Market Access Rule Stirs Debate

Terry Flanagan

SEC issues risk alert on master/sub accounts.

The SEC’s market access rule is producing consternation in the short-term as its examination staff prepares to scrutinize the controls and procedures at broker-dealers that offer market access to master/sub-account customers.

The SEC recently adopted Rule 15c3-5, which applies to broker-dealers with market access to an exchange or alternative trading system, as well as to broker-dealers that provide customers or other persons with access to trading securities directly on an exchange or alternative trading system through the use of the broker-dealer’s MPID.

Under the rule, the broker-dealer is responsible for having risk management
controls and supervisory procedures reasonably designed to ensure compliance with all laws, rules and regulations imposed under the federal securities laws or by self-regulatory
organizations (“SROs”) in connection with market access.

“Firms will need to make sure their policies and procedures are in compliance to conduct the necessary pre-trade credit checks when the rule is implemented in November,” Leonard Amoruso, senior managing director and general counsel at Knight, said at Markets Media’s Chicago Trading and Investing Summit on Thursday.

The SEC last week issued a risk alert warning of significant concerns regarding trading through sub-accounts, and offered suggestions to help securities industry firms address those risks.

Customers who open master accounts with a registered broker-dealer usually subdivide it for use by individual traders or groups of traders.
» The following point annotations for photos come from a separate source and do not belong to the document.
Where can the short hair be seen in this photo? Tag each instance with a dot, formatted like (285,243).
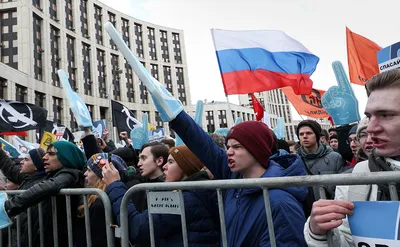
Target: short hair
(158,150)
(169,142)
(325,133)
(385,79)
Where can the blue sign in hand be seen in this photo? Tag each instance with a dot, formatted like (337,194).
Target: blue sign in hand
(166,104)
(5,221)
(140,136)
(78,107)
(340,101)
In some instances, the sub-accounts may be divided to such an extent that the master account customer and the firm where the account is held might not know the identity of the traders in the sub-accounts.
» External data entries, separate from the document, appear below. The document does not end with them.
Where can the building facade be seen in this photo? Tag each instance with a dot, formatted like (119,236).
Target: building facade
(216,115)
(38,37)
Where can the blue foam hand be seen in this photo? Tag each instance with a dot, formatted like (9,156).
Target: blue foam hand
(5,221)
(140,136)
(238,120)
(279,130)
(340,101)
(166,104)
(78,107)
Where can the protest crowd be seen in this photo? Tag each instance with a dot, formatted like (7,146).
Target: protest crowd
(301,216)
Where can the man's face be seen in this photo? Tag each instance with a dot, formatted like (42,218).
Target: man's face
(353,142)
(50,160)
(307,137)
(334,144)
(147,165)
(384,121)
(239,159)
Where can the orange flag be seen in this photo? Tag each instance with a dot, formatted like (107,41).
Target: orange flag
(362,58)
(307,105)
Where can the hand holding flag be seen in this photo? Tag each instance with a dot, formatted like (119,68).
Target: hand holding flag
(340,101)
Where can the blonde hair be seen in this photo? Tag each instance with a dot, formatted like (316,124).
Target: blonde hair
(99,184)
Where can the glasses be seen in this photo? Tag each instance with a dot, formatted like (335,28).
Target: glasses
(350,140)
“Although master/sub-account arrangements have legitimate business purposes, some customers may use them as vehicles for illegal activity, or in an attempt to avoid or minimize regulatory obligations and oversight,” said Carlo di Florio, director of the SEC’s office of compliance inspections and examinations, whose national examination staff issued the alert.

The alert includes suggestions for broker-dealers to address concerns arising from trading in sub-accounts and to comply with the  Market Access Rule, which requires broker-dealers to have controls and procedures to limit risks associated with offering market access to customers, including those with master/sub-accounts.
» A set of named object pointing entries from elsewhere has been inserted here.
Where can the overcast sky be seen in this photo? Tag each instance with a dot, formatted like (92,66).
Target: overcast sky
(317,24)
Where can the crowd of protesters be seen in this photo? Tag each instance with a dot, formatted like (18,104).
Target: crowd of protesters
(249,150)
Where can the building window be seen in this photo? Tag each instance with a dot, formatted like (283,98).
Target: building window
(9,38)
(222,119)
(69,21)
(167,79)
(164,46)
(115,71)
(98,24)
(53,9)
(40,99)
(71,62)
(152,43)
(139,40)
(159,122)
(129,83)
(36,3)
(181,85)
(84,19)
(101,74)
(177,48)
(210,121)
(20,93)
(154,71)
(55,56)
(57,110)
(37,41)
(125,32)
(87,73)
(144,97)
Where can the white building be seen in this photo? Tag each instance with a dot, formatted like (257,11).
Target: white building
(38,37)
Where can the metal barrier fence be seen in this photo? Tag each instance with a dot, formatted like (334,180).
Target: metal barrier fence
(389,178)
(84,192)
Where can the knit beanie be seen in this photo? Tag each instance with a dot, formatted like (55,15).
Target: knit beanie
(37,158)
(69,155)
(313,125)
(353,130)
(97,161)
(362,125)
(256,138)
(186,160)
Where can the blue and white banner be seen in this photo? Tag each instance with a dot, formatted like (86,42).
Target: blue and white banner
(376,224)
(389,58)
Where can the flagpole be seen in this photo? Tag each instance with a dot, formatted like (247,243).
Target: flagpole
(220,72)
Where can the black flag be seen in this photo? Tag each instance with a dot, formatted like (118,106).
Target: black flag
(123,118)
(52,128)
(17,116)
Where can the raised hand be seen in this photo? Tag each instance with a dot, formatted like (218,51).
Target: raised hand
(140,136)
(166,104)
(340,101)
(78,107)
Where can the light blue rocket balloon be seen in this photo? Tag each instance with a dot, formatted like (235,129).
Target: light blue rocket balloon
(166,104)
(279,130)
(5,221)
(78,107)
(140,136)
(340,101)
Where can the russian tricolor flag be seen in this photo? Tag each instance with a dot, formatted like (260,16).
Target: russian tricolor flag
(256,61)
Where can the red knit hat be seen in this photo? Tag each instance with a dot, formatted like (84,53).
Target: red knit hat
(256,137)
Possible approaches include obtaining and maintaining the names of all traders authorized to trade in each master account, including all sub-account traders; verifying the identities of all such traders, using fingerprints if appropriate, background checks and interviews; and periodically checking the names of all such traders through criminal and other databases.

“Well-designed criteria and state-of-the-art technology to achieve speed and independence are essential elements of the solution,” D’Vari said. “Fully outsourced surveillance functions may not ultimately be deemed acceptable by the SEC. Nevertheless, most dealers will invariably be using third-party financial technology companies to implement practical solutions addressing these control and conflict issues.”

The market access rule requires broker-dealers to have a system of risk
management controls and supervisory procedures reasonably designed to manage the financial, regulatory and other risks of this business activity associated with providing a customer or other person with market access, including restricting access to the broker-dealer’s trading systems and technology that provide access to persons pre-approved and authorized by the broker-dealer.

“The SEC’s new market access control rule has created potential client-dealer conflict, friction and interpretation issues,” Ron D’Vari, CEO and co-founder, NewOak Capital, told Markets Media.

“The inherent conflicts between dealers active in high-frequency trading as principal and contemporaneously controlling and limiting access of clients, such as hedge funds and asset managers are leading to different changes in surveillance and implementation,” he said. “The key issues are the time delay and specific credit criteria for setting limits for different types of clients.”